Une femme autochtone de Colombie-Britannique, qui avait déposé une plainte pour atteinte aux droits de la personne avec son père contre Canadian Tire, se dit soulagée que l’affaire soit réglée des années plus tard et espère que cela permettra à d’autres d’éviter de subir le même sort.
Dans le cadre d’une entente de règlement avec Richard et Dawn Wilson, une entreprise de sécurité tierce travaillant dans un magasin Canadian Tire de Coquitlam reconnaît que son ancien employé a enfreint le Code des droits de la personne interdisant le profilage racial et la discrimination lors de la fouille du sac de Richard Wilson en 2020.
Le magasin admet qu’un ancien employé a tenu des propos désobligeants lorsqu’il a été informé de l’incident, et Canadian Tire Corporation reconnaît qu’elle n’a pas transmis de plainte au magasin de Coquitlam pendant des semaines, et seulement après le départ de l’employé.
Des représentants de Canadian Tire, du magasin et de Blackbird Security participent à une cérémonie de purification traditionnelle Heiltsuk, une forme de justice réparatrice qui reconnaît le préjudice causé par le profilage racial.
Dans le cadre de l’entente, Canadian Tire s’est engagée à mettre en place une formation plus poussée sur les stéréotypes envers les Autochtones et le profilage racial, et à revoir son processus de traitement des plaintes afin de s’assurer qu’il comporte des étapes claires pour traiter les allégations de discrimination.
L’entente comprend une compensation financière confidentielle, dont une partie sera versée, selon Dawn Wilson, à l’Union des chefs indiens de la Colombie-Britannique pour financer une étude sur le problème du profilage racial des consommateurs autochtones au Canada.
Le magasin et la société de sécurité se sont engagés à ce que toutes les mesures de prévention des pertes soient fondées sur des critères objectifs et non discriminatoires, et à mettre en place une formation sur la discrimination et les préjugés inconscients.
Ils recueilleront également des données sur les plaintes pour discrimination.
Dans une entrevue, Dawn Wilson explique que son père et elle ont dû surmonter des obstacles à tous les niveaux pendant des années pour que leur plainte soit prise en compte.
Elle affirme que cela démontre la nécessité d’un changement en profondeur.
«Il s’agissait d’un problème systémique, alors nous voulions un changement systémique. Quelque chose qui ne se produise pas seulement pour mon père et moi, mais pour tous ceux qui viendront après nous, et c’est ce que nous ressentons, explique-t-elle. Beaucoup de choses se sont passées lors du règlement, et il semble que ce soit une approche très globale pour s’attaquer à ces problèmes majeurs.»

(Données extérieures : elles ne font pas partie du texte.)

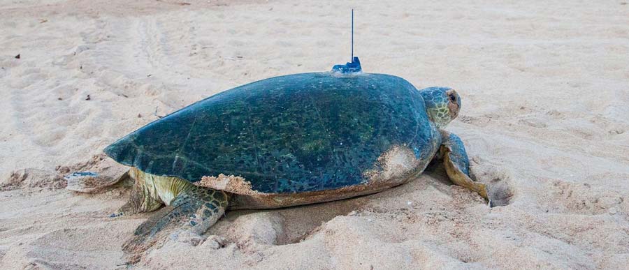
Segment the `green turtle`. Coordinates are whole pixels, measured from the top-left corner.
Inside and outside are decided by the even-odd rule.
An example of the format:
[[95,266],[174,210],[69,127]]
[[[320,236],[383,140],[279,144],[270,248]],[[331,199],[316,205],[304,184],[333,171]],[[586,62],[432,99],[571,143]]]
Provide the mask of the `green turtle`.
[[107,147],[135,179],[129,202],[113,216],[165,204],[138,227],[136,241],[169,227],[202,234],[227,209],[377,193],[416,178],[437,156],[454,183],[489,199],[485,184],[470,178],[461,139],[443,129],[461,109],[456,91],[418,90],[358,66],[238,87]]

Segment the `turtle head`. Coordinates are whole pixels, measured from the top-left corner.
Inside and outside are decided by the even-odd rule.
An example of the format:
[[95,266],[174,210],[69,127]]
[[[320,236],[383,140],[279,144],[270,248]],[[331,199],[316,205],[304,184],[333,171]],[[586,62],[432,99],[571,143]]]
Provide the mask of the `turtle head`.
[[458,115],[461,98],[449,87],[428,87],[419,90],[426,112],[438,128],[444,127]]

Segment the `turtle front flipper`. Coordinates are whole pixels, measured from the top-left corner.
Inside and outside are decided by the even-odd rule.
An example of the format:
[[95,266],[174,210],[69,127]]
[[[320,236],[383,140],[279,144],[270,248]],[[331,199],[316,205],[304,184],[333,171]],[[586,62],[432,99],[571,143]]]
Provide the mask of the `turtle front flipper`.
[[476,191],[482,197],[491,200],[487,192],[487,185],[477,182],[470,177],[470,161],[465,147],[458,136],[444,130],[441,131],[442,144],[440,153],[443,157],[444,167],[450,180],[454,183]]
[[123,250],[128,253],[143,252],[174,230],[202,234],[225,213],[229,196],[222,190],[189,184],[166,207],[158,210],[136,229],[133,237]]

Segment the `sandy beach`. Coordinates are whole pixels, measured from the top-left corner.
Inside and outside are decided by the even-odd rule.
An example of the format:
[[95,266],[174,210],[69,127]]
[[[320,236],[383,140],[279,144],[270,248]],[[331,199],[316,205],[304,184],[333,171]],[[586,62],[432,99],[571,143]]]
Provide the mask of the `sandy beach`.
[[[0,269],[556,269],[629,265],[629,4],[473,1],[0,1]],[[438,164],[375,195],[228,212],[129,265],[150,213],[109,215],[63,176],[203,98],[349,59],[448,86],[447,128],[489,208]],[[19,57],[17,56],[19,55]]]

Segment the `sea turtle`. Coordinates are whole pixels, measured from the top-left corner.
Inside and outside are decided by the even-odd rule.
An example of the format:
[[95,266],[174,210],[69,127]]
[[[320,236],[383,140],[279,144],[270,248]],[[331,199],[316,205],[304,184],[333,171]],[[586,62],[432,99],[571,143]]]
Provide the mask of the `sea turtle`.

Ce couple, membres de la nation Heiltsuk, faisait ses courses dans le magasin en 2020 lorsqu’un agent de sécurité a fouillé publiquement le sac de Richard Wilson.
Lorsque Dawn Wilson a exprimé ses inquiétudes, un employé du magasin a répondu que son père «lui avait appris la différence entre un Indien et un Autochtone: un Indien vient de la réserve et mendie et vole.»
La plainte pour atteinte aux droits de la personne devait être entendue en octobre.
La cérémonie de purification de mardi est basée sur un concept autochtone qui signifie «inverser les choses et rétablir l’ordre».
Dawn Wilson a expliqué que l’objectif de cette cérémonie publique est de valider ce qui s’est passé et constitue «une façon concrète de se libérer de toute cette douleur et de cette souffrance».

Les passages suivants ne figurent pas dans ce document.